Kalimantan, 27 April 2026. Tokoh politik Kalimantan Timur, Rudy Mas’ud, menyampaikan permintaan maaf terbuka kepada masyarakat menyusul memanasnya situasi pasca aksi mahasiswa yang berlangsung di Samarinda dalam beberapa hari terakhir.
Permintaan maaf tersebut disampaikan Rudy dalam konferensi pers yang digelar di kawasan pusat pemerintahan, Senin (27/4), sebagai respons atas meningkatnya ketegangan antara massa aksi dan aparat yang sempat berujung ricuh di depan gedung DPRD Kalimantan Timur.
Gelombang aksi mahasiswa di Samarinda diketahui telah berlangsung sejak pekan lalu. Demonstrasi tersebut awalnya berjalan damai dengan membawa tuntutan terkait kebijakan daerah yang dinilai kurang transparan. Namun, situasi berubah ketika terjadi dorong-dorongan antara massa dan aparat keamanan.
Beberapa titik di sekitar gedung legislatif sempat dipadati demonstran, sementara aparat melakukan pembatasan akses untuk mencegah eskalasi lebih lanjut. Ketegangan memuncak pada akhir pekan, memicu sorotan publik luas, baik di tingkat lokal maupun nasional. Dalam keterangannya, Rudy menegaskan bahwa dirinya menghormati hak masyarakat untuk menyampaikan aspirasi, namun juga mengakui adanya kekurangan dalam penanganan situasi.
“Saya secara pribadi menyampaikan permohonan maaf kepada seluruh masyarakat Kalimantan Timur atas ketidaknyamanan yang terjadi.

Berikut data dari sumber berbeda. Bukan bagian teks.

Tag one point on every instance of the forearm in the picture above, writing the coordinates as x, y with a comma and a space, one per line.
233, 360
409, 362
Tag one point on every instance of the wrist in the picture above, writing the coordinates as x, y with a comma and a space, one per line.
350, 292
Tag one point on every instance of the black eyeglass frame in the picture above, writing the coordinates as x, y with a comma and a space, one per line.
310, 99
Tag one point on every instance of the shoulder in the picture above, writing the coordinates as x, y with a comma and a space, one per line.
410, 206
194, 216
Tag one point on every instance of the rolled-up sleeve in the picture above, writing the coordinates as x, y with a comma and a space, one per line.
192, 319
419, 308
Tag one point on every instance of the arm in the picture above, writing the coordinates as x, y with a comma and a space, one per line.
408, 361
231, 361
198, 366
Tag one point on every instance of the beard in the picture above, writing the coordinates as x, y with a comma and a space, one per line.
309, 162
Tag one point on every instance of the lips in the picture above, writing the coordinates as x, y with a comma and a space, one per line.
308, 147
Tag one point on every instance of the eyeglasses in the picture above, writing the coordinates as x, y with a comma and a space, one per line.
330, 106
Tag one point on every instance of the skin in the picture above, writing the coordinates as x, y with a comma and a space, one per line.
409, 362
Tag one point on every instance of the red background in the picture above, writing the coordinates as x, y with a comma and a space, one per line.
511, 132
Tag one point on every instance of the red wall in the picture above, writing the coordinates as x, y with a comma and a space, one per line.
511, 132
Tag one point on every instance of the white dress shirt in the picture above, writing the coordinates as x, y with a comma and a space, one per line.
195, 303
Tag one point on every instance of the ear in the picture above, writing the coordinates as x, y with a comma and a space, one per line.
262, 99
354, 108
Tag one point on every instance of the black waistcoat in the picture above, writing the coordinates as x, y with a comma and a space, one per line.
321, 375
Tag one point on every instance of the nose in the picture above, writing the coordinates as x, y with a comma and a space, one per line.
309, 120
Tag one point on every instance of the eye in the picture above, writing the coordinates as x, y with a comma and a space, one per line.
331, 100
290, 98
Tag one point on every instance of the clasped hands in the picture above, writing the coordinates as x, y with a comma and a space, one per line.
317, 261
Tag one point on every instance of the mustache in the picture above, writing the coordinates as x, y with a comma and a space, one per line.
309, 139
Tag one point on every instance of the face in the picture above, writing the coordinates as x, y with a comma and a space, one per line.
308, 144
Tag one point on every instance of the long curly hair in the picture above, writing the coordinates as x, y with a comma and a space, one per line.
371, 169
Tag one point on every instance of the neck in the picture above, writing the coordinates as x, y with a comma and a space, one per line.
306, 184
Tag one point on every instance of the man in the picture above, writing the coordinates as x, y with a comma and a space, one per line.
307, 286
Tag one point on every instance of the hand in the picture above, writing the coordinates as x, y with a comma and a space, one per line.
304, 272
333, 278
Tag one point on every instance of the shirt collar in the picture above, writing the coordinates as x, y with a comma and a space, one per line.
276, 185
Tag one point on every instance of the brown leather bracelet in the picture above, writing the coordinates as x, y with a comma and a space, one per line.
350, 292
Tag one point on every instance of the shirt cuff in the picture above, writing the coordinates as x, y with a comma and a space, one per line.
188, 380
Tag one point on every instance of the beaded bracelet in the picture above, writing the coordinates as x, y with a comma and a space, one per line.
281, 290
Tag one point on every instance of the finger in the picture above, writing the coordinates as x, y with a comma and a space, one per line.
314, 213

Ini menjadi evaluasi penting bagi kita semua agar ke depan komunikasi antara pemerintah dan masyarakat dapat berjalan lebih baik,” ujarnya.
Ia juga menekankan pentingnya menjaga stabilitas daerah serta menghindari tindakan yang berpotensi memperkeruh suasana. Seiring dengan situasi yang berkembang, DPRD Kalimantan Timur dikabarkan tengah mempertimbangkan opsi penggunaan hak angket guna menindaklanjuti tuntutan yang disuarakan mahasiswa. Langkah ini dinilai sebagai upaya formal untuk membuka ruang evaluasi terhadap kebijakan yang menjadi sorotan publik.
Beberapa anggota dewan juga menyerukan dialog terbuka antara pihak pemerintah daerah, mahasiswa, dan elemen masyarakat sipil guna meredam ketegangan yang masih tersisa. Hingga Senin sore, kondisi di Samarinda mulai berangsur kondusif. Aparat keamanan masih disiagakan di sejumlah titik strategis untuk mengantisipasi kemungkinan aksi lanjutan. Pihak kepolisian menyatakan bahwa pendekatan persuasif akan tetap dikedepankan, dengan fokus pada pengamanan tanpa menghambat kebebasan berpendapat.
Peristiwa ini menyoroti pentingnya tata kelola komunikasi publik yang efektif di tengah meningkatnya kesadaran masyarakat terhadap transparansi kebijakan. Permintaan maaf yang disampaikan Rudy Mas’ud menjadi sinyal awal adanya ruang refleksi, namun publik menanti langkah konkret yang lebih substansial. Situasi di Kalimantan Timur masih dalam tahap pemulihan pasca ketegangan. Permintaan maaf dari Rudy Mas’ud diharapkan dapat menjadi titik awal rekonsiliasi, sekaligus membuka jalan bagi dialog yang lebih konstruktif antara pemerintah dan masyarakat.